County Council announces a freeze on all non-essential funding

Buckinghamshire County Council has announced a freeze on non-essential spending to ensure it can meet the rising cost of looking after the most vulnerable people across Buckinghamshire.

The Council is taking decisive action to address a possible budget shortfall of almost £6m by March 2016, mainly due to increasing demand for social care for both adults and children.

Martin Tett, Leader of the Council, said: “Yesterday, my Cabinet and I agreed, in public, to a freeze on all non-essential spending until the end of the financial year to stop what could become a very challenging situation for us and the public.

“External pressures and demand for services mean we face a potential overspend, despite the fact we are a well-run, efficient Council which has saved almost £100m over the past five years. It is precisely because we are well-run that we can see the early warning signs and react to them in time.

“Many county councils across the country are facing similar difficulties, not helped by the fact that we legally have to set a balanced budget at the beginning of every financial year.

“The main catalyst for our potential overspend is the significant increase in demand on services for vulnerable adults and children. There is little we can do about this because we have to give priority to safeguarding our old and our young.

“However, we can control other parts of Council spending. So, from now, spending will be frozen on non-essential, non-committed items until the end of March. By non-essential, we mean activities that we are not required to do by law. There will of course be exceptions because we have to keep the business going.

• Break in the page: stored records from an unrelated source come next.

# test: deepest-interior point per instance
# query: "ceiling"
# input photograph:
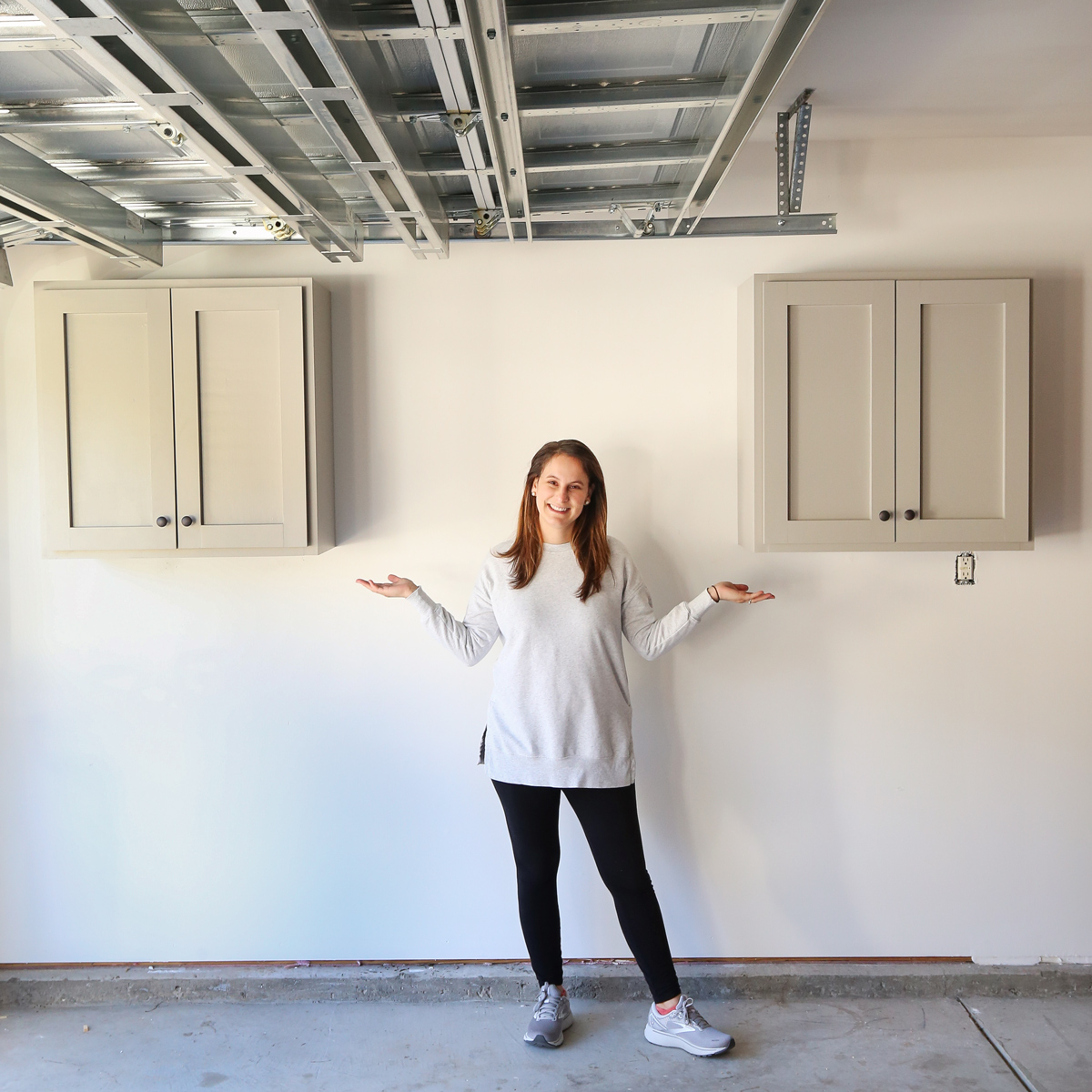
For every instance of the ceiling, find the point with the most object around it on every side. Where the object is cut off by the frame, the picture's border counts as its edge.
(945, 68)
(126, 124)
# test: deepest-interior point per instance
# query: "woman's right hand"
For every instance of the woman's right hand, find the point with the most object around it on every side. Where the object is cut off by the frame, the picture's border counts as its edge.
(398, 589)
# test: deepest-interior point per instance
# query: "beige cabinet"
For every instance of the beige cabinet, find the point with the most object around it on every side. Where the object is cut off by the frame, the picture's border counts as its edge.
(185, 418)
(884, 414)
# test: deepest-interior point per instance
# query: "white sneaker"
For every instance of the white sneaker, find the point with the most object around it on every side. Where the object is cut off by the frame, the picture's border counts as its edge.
(686, 1027)
(551, 1020)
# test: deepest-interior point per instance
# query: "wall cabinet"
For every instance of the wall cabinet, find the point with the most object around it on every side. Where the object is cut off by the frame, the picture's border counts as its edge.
(185, 418)
(884, 414)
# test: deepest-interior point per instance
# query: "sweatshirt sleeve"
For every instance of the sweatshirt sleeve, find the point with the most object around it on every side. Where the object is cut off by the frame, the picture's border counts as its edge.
(470, 639)
(650, 637)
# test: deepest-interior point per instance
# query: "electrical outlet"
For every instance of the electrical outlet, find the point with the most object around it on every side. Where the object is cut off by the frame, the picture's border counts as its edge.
(965, 568)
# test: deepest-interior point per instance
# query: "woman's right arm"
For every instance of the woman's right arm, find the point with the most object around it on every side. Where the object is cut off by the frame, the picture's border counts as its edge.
(470, 639)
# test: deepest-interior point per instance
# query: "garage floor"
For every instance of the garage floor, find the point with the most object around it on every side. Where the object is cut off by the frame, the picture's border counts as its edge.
(867, 1046)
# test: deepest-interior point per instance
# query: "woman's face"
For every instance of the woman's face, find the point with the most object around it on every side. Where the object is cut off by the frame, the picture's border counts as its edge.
(561, 491)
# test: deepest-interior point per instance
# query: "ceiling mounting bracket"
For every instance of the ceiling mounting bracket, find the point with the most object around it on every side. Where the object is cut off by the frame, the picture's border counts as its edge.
(791, 178)
(638, 230)
(460, 123)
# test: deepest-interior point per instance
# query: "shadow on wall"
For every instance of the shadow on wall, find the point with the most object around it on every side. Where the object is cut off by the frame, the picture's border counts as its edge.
(1057, 401)
(353, 348)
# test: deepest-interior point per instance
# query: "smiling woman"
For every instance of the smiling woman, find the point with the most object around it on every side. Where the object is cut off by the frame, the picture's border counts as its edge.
(561, 595)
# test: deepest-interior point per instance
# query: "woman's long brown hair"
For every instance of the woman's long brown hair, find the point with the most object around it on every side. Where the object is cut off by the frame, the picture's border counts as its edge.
(590, 534)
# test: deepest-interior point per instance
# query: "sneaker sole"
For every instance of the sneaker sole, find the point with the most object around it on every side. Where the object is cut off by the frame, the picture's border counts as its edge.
(543, 1041)
(661, 1038)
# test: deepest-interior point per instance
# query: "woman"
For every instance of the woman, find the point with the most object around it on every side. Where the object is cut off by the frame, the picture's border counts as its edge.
(561, 595)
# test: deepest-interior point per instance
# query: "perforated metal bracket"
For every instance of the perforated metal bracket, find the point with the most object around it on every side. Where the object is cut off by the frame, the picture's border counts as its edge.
(791, 179)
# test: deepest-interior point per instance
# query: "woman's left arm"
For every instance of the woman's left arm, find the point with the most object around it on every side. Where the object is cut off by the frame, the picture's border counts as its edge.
(652, 637)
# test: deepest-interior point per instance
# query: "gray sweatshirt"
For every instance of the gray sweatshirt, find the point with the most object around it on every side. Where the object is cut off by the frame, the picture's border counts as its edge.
(560, 713)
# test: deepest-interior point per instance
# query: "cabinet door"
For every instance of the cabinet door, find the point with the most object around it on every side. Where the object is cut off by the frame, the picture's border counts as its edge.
(828, 412)
(240, 416)
(107, 420)
(962, 420)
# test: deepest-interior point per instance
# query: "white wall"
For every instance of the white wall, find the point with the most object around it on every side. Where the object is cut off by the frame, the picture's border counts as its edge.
(233, 759)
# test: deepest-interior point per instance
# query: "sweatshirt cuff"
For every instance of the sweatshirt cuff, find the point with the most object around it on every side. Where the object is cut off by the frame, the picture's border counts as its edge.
(420, 601)
(702, 603)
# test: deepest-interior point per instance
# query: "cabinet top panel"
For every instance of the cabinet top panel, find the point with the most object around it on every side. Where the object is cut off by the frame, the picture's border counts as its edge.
(904, 274)
(305, 282)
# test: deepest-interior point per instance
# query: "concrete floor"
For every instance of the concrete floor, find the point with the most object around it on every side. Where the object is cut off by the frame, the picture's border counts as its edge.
(899, 1046)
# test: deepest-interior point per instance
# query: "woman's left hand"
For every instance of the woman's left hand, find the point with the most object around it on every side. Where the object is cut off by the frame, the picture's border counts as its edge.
(725, 592)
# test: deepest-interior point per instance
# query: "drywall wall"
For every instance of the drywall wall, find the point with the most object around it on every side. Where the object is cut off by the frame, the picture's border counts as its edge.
(234, 759)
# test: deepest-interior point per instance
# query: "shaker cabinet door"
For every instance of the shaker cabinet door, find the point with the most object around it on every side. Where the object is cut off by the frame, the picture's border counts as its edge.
(828, 412)
(106, 419)
(240, 416)
(964, 399)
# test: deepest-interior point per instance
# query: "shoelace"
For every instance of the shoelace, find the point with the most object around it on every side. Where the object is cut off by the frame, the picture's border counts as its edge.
(546, 1006)
(691, 1016)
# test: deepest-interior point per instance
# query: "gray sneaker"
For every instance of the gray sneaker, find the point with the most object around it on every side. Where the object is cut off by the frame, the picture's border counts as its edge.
(551, 1018)
(686, 1027)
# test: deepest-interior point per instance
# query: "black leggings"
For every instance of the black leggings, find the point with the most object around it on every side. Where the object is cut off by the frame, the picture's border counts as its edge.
(610, 820)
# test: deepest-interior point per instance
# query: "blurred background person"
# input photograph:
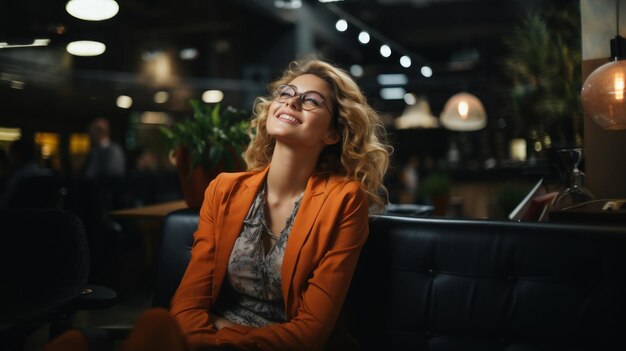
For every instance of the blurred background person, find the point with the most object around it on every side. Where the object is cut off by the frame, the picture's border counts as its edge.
(22, 166)
(106, 158)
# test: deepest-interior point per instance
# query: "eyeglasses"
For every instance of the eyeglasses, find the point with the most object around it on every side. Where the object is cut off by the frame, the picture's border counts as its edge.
(309, 100)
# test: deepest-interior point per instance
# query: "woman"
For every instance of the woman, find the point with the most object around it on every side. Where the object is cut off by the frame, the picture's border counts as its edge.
(316, 164)
(276, 247)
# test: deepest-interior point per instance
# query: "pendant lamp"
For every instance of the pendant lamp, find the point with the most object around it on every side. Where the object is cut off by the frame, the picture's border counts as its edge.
(463, 112)
(602, 94)
(92, 10)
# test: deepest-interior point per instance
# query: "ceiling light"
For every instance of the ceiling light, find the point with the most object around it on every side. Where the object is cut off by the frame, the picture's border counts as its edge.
(92, 10)
(426, 71)
(356, 70)
(410, 99)
(385, 50)
(36, 42)
(152, 117)
(341, 25)
(417, 115)
(10, 134)
(161, 97)
(85, 48)
(392, 93)
(364, 37)
(124, 101)
(188, 53)
(405, 61)
(463, 112)
(288, 4)
(17, 84)
(212, 96)
(392, 79)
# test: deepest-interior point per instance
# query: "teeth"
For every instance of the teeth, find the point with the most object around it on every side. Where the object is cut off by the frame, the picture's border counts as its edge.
(288, 117)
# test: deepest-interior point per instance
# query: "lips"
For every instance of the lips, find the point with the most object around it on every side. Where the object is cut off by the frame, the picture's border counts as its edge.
(288, 118)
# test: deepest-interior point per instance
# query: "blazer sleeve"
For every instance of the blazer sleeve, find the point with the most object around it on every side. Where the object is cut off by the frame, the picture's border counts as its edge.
(322, 297)
(192, 301)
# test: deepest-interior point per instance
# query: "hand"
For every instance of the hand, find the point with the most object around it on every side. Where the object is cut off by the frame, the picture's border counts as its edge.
(220, 322)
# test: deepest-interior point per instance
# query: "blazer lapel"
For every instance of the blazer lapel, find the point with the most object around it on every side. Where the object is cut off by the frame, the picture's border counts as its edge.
(234, 210)
(305, 218)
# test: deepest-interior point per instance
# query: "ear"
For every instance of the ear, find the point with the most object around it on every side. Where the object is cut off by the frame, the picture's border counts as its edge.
(331, 138)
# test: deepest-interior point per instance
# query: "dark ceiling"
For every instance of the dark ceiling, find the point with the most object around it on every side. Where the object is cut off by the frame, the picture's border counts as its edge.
(241, 45)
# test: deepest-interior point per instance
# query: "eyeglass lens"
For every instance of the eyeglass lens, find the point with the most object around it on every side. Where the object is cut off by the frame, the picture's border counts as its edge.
(308, 101)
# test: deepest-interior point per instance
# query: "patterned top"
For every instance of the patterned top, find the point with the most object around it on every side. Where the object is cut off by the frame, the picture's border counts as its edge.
(253, 282)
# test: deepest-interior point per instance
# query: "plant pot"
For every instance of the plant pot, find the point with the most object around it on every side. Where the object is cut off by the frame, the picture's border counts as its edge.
(194, 182)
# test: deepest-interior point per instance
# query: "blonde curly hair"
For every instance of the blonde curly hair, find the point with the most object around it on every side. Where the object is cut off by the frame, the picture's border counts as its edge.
(362, 153)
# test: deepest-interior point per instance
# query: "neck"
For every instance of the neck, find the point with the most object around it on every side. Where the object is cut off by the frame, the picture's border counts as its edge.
(290, 171)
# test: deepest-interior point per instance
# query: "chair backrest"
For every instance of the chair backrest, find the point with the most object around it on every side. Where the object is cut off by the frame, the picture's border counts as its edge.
(174, 254)
(442, 284)
(45, 264)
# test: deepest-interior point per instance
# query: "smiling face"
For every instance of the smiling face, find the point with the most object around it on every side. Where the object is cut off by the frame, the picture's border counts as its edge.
(290, 124)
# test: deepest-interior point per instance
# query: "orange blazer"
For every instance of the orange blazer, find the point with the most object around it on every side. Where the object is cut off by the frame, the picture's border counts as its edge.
(328, 233)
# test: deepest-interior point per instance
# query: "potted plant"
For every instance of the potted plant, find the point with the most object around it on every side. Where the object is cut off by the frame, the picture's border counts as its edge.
(436, 188)
(208, 142)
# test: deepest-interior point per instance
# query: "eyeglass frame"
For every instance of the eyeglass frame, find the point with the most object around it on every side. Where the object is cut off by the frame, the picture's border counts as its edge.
(299, 95)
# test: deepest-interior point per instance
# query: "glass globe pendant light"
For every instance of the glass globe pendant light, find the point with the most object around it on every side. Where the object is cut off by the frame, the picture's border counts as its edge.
(602, 94)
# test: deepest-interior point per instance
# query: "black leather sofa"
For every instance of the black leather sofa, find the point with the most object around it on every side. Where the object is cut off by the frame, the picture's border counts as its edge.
(444, 284)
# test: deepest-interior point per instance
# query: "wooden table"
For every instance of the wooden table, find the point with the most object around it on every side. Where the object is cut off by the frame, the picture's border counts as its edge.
(155, 211)
(148, 222)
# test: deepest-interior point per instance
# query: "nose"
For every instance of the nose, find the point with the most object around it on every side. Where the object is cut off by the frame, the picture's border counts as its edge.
(294, 102)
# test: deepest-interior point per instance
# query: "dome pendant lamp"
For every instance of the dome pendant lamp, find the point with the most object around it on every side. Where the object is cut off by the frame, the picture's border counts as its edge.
(92, 10)
(603, 92)
(463, 112)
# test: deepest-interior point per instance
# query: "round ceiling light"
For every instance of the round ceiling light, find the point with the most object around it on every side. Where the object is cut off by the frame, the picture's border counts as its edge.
(92, 10)
(86, 48)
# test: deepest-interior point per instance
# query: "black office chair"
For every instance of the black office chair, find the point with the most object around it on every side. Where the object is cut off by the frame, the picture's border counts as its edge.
(45, 268)
(178, 229)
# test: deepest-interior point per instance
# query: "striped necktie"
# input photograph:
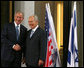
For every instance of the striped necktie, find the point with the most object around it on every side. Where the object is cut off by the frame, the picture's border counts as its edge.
(17, 32)
(31, 33)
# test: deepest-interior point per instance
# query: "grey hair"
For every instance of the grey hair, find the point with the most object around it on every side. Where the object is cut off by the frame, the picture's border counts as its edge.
(19, 12)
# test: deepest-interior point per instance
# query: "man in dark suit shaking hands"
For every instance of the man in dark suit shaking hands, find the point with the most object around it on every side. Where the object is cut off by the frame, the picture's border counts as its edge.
(35, 49)
(12, 42)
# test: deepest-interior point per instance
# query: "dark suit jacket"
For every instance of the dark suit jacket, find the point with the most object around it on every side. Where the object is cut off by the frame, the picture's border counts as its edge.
(8, 39)
(35, 47)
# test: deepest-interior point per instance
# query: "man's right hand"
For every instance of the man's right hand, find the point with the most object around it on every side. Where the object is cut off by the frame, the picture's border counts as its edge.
(17, 47)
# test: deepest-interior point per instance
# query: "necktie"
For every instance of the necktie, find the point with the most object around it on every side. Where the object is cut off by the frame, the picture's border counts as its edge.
(31, 33)
(17, 32)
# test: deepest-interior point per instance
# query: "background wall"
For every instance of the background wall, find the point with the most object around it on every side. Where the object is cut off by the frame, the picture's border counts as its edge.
(27, 7)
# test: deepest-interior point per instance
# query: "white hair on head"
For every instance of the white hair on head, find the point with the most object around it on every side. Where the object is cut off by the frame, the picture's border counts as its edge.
(19, 12)
(35, 17)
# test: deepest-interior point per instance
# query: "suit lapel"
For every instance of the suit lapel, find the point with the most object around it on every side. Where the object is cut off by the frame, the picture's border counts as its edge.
(14, 30)
(35, 33)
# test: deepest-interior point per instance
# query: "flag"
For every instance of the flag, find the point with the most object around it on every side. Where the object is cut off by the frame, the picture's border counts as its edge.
(72, 60)
(52, 56)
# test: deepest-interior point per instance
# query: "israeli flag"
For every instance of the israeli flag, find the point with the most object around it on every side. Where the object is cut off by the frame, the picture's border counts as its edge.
(72, 60)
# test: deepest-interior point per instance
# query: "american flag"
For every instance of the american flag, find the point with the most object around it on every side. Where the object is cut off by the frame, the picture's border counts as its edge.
(72, 60)
(52, 56)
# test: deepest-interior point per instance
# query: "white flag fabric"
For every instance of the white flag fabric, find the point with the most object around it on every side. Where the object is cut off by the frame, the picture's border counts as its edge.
(72, 60)
(52, 56)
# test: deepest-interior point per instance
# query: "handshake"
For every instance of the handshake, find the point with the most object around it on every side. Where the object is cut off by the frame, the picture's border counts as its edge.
(17, 47)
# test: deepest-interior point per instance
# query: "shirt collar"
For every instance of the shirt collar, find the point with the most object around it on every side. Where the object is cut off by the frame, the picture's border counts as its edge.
(35, 28)
(16, 24)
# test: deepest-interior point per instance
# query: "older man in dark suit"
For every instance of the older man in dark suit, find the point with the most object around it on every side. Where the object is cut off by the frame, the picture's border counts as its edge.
(35, 49)
(13, 38)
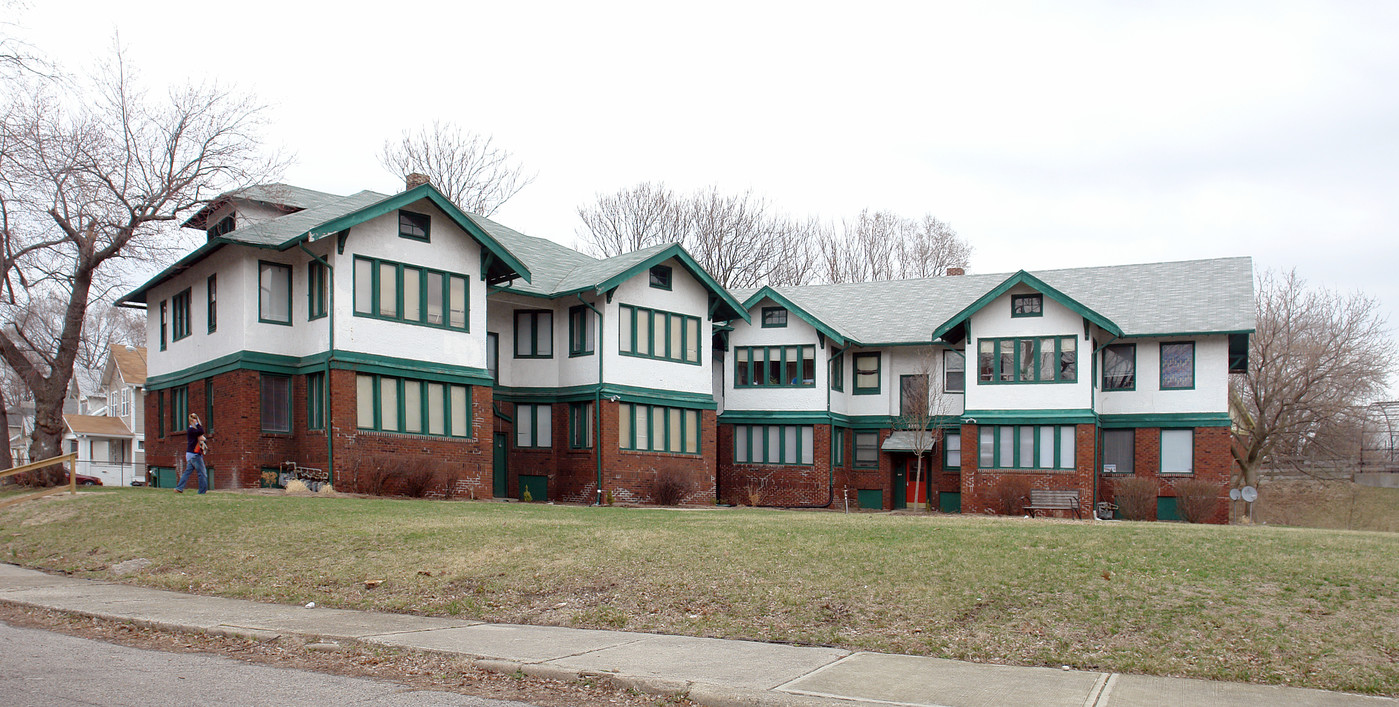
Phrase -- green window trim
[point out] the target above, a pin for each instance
(774, 444)
(1119, 367)
(863, 370)
(179, 315)
(661, 277)
(680, 339)
(414, 226)
(993, 356)
(316, 296)
(774, 317)
(1027, 305)
(267, 276)
(213, 303)
(416, 406)
(659, 429)
(774, 366)
(529, 324)
(579, 332)
(1006, 445)
(416, 291)
(1177, 385)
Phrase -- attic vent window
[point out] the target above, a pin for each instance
(661, 277)
(1027, 305)
(413, 226)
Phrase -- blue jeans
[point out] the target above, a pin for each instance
(195, 461)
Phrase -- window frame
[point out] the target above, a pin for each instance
(1161, 366)
(262, 310)
(533, 333)
(879, 373)
(1132, 357)
(425, 226)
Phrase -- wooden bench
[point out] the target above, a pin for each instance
(1054, 500)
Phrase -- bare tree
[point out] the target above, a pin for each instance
(1315, 357)
(466, 167)
(86, 177)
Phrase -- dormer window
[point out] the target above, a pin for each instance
(661, 277)
(1027, 305)
(413, 226)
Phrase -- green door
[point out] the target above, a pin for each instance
(500, 489)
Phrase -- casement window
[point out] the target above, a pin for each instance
(316, 286)
(213, 303)
(579, 331)
(775, 444)
(652, 333)
(1119, 367)
(224, 226)
(410, 294)
(579, 426)
(179, 307)
(1026, 447)
(954, 373)
(273, 293)
(414, 226)
(652, 427)
(952, 448)
(868, 374)
(912, 395)
(276, 403)
(1177, 451)
(774, 366)
(1042, 360)
(316, 401)
(866, 451)
(1027, 305)
(405, 405)
(661, 276)
(1178, 366)
(533, 333)
(1119, 451)
(533, 426)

“The actions will include a freeze on the filling of non-essential vacancies. We will also be reviewing all agency and contracted posts, renewal of computer equipment, building adaptions and staff training, amongst other things. And the public will also see an impact in terms of highways and pavements maintenance, as we will need to postpone some routine repairs and improvement projects.

“I’m sorry to have to do this but if we don’t act, we could find we have no money left in reserves in a year or so.

“Managing the council’s budget is like managing your own household budget – as soon as you see the prospect of getting into debt, you tighten your belt.”